For decades now, a long list of former and present Meade County football players have defended a field at the bottom of Death Valley behind the Meade County High School on Friday evenings every fall. Countless numbers of cheerleaders, band members, and fans have filed in the stadium to cheer the GreenWaves on to victory and many a radio broadcast has opened with the famous statement, “We now switch to our Meade County GreenWave football broadcast live from Hamilton Field.” But who is this Hamilton that our community’s beloved field is named after?
The first ever MCHS home football game was played against Henry County on September 9, 1966. The coach was Wilson Sears, who in an interview the week before the game, encouraged the community to come out and support the team along with the band, which would play and march in formation at halftime.
After two years without a name, the field would be given one in 1968. It would be a name that would endure to this very day.
An article in 1968 read as follows, “The Meade County High School football field will be dedicated and named on Friday night, October 18, 1968, at 7:45 p.m. prior to Meade County playing Fort Knox. The field will be officially named “Hamilton Field” in honor of the late Mr. Robert Hamilton. Mr. Hamilton served on the Meade County Board of Education for several years and made many worthwhile contributions to the Meade County School System and its youth.”
Robert F. Hamilton, Sn. worked a boat out of Kosmosdale on the Ohio River. According to his grandson, Jeff Hamilton, Robert went missing for over two weeks during the 1937 flood, leaving his wife and friends to fear he had drowned.
“When he did reappear, it was to tie-off the Cormorant (his boat) to a stately oak tree that stood atop the hill in downtown Brandenburg in front of the old Meade County Courthouse. He hitched a ride as far as Ekron, walked overland to his house about three miles north of Big Spring, arrived home in the dead of night, and collapsed on the couch. He slept for two days,” Jeff says. “When he regained his strength, Robert explained to his wife, Elizabeth, that while gone those two weeks, he had been back and forth throughout Southern Indiana, rescuing people from their rooftops and such, as the 1937 flood put so many people in such dire peril, he just had to stay out there and try to help all he could.”
In 1946, J.A. Bickett resigned from the Meade County School Board, and Hamilton was appointed to fill the remainder of Bickett’s term. He would go on to serve the school board until 1966. During those twenty years on the school board, he served as Chairman of the Board from 1953 to 1966.
During his 1958 re-election campaign, he stated, “I feel that my years of experience will help me to better serve these communities. I believe that “Experience is the Best Teacher.” Furthermore, I will be able to devote the amount of time necessary to perform this important task. I pledge to you that I will always do my duty as I see necessary for the betterment of our school system and the children of Meade County.”
Unfortunately, Hamilton would lose his battle with cancer and passed away in 1968. What those “many worthwhile contributions to the Meade County School System and its youth” manifested as have been buried in the sands of time. One thing that is certain, though, is that the Meade County GreenWave football program was born under his time serving as Chairman of the school board. Another thing that is certain is that the powers that be within the school system rushed to dedicate and name a three-year-old football field after Robert Hamilton, immediately after he passed from this world. It seems more than a coincidence that his name would be painted in larger letters than any other man’s name has ever been on a Meade County School District building. That is how much he meant to this county 56 years ago.

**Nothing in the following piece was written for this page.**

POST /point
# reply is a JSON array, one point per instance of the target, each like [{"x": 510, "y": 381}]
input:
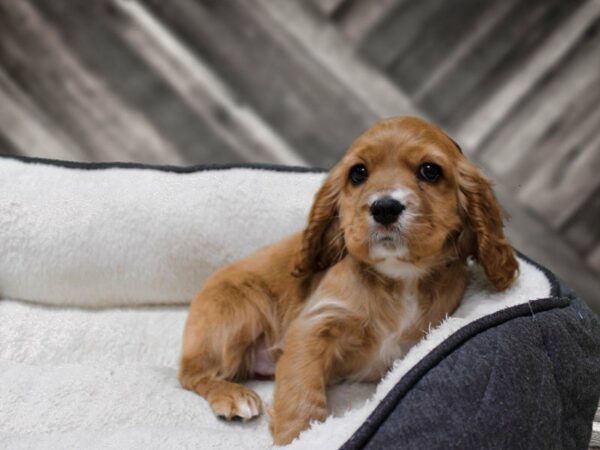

It’s not surprising, however, when you add to his heroics from the flood and his time on the school board, he was also the Farm Bureau President and chairman of the Meade County Poultry Committee. Another whole page could be written about his advancements of agriculture in this county and working with the county agent to bring modern practices and soil conservation to Meade County farms.
It’s also not surprising that his son, Robert F. “Bobby” Hamilton, Jr., would go on to serve on the school board, as well, for fourteen years and as Chairman, himself, for twelve of those years. It would be during his tenure that ground was broke for the vocational school. This would be the first time that MCHS students would no longer have to bus to Elizabethtown for vocational classes.
This is how Meade County’s football field got its name back in 1968. And now you know the rest of the story.